I woke up this morning with a problem looming over my head. It was not a huge quandary, nor a terribly urgent one. However, it was a bit of unpleasantness that I intended to see resolved. Today. As I showered, I mentally prepared myself for the possible confrontation to come. By the time I’d begun applying my makeup, I was geared up and loaded for bear.
It was in this frame of mind that an unsuspecting friend of mine found me. She had called with a question and instead of getting a simple answer to her query she was verbally accosted by me. I proceeded to share my dilemma and rant about ‘the establishment’, continuing to get increasingly riled.
I hung up the phone feeling slightly guilty. I knew that this had not constituted ‘sharing one another’s burdens’ as our Lord instructs us. No, I had been guilty of verbal vomit—a subject I posted about not long ago. (You can find that post here.)

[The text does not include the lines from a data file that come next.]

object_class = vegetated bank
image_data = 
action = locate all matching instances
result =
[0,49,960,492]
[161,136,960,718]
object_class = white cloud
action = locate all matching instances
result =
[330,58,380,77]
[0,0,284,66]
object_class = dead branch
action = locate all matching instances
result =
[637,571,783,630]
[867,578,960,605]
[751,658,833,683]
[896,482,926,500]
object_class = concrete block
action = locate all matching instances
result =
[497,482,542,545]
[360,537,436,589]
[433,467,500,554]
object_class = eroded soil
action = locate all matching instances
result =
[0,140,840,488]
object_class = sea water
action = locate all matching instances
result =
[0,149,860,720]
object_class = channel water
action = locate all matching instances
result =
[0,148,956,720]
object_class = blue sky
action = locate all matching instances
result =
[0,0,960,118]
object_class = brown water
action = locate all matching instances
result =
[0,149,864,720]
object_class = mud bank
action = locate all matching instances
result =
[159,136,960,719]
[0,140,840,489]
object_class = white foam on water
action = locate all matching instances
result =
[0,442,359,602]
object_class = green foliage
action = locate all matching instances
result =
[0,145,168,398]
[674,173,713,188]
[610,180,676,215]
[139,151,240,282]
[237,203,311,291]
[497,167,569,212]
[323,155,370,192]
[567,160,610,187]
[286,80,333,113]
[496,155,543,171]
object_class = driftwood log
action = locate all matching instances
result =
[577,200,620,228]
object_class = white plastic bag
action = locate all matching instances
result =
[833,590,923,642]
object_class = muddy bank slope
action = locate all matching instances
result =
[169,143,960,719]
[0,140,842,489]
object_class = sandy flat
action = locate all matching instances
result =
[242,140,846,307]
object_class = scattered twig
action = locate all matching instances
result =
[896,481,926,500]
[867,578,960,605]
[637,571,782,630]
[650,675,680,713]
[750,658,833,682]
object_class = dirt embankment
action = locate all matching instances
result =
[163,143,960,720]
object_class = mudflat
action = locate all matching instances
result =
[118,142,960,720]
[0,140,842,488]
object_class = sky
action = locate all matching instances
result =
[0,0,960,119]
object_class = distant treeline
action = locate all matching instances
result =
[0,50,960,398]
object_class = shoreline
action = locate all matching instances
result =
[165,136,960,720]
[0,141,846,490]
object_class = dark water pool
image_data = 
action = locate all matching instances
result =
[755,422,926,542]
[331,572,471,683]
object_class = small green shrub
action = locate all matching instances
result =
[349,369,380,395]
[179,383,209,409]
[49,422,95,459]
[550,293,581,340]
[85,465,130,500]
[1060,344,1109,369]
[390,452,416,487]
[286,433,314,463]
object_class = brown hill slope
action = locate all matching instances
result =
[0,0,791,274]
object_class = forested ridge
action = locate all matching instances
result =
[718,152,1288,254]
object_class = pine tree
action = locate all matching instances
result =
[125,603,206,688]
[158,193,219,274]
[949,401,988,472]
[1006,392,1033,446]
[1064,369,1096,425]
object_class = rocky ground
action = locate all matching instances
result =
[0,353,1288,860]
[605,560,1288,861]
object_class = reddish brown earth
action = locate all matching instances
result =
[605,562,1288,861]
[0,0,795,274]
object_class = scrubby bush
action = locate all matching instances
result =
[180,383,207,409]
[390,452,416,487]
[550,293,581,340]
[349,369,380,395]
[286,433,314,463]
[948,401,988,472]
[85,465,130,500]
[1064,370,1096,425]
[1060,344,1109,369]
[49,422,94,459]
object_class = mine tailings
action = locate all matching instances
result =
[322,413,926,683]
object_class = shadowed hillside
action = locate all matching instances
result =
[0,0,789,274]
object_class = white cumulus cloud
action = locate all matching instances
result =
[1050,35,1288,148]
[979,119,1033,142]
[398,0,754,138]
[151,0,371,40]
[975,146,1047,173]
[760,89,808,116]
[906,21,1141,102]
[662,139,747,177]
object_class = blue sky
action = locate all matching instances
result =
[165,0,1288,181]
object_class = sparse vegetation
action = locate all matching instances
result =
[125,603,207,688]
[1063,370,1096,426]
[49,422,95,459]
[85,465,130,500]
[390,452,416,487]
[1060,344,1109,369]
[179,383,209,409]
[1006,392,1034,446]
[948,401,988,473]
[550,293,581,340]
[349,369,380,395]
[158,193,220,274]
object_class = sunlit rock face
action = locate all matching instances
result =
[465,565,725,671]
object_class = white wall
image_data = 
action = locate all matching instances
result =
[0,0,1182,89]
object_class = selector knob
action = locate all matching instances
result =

I picked up the phone again, ready to deal with my conundrum. I was ready to fight, though I didn’t actually expect to get to talk to a real person. All of my previous calls had gone to voice mail and had been seemingly ignored. Surprised, I found myself speaking to a real human being. And within a matter of moments my problem was resolved. That simply.
I felt a little sheepish, and even considered calling my friend to apologize. But I shook it off and decided to just get on with my day. As I sat down to catch up on the latest posts from the blogs I follow I was shocked to see my name in one of the posts.
I had commented yesterday on a post from Today’s Woman in a Proverbs 31 Sort of Way! (You can find her at: http://31todayswoman.wordpress.com) She had written a lovely piece about finding our motivation by seeking joy in our daily lives. Her post ended with the question, “How do you find joy in the Lord in your life?” I had responded thus:
“Beautifully said! How do I find the joy of the Lord? I think you nailed it in one word: seeking. If I actively look for the joy in my life, it is there. It is no less available if I do not seek it, I simply miss out on enjoying it. (Does that make any sense at all?) Nice reminder to seek His joy today. Thanks!”
When I opened her post for today, I was floored to see those very words again. She had liked my comment, put a link to my blog and proceeded to take this joy thing even further. She said:
“Once you establish the joy in your life today, go find someone who could use a good dose of joy. Share the celebration. Don’t let others drag you down; lift them up! Each time we open our mouths to speak, we can either lift someone up or tear them down. Use your voice today to share joy!”
I thought of my words to my friend a short time before and I felt the Lord whack me upside the head. How quickly I forget my own convictions when troubles arise. How eager I am to forgo the joy that is available to me at all times.
And I thought of how swiftly I’m willing to drag someone else down
into the mire of worry and stress with me.
I leaped up from my desk and grabbed the phone once more. Laughing, I called my friend and shared what had happened. I asked her forgiveness and we enjoyed several minutes of sweet fellowship.
So, why do I love it when my Lord gives me a celestial spanking? Because at that moment, when I saw my own words mocking me from the computer screen, I felt loved. The God of the universe cared enough about me, Rebeca Jones, to call me to the carpet when I had blown it. This is no uncaring, emotionally distant deity. This is my Abba Father gently guiding back to a better path.
And that, my friends, fills me with a joy unlike any other. That is motivation to celebrate, yes?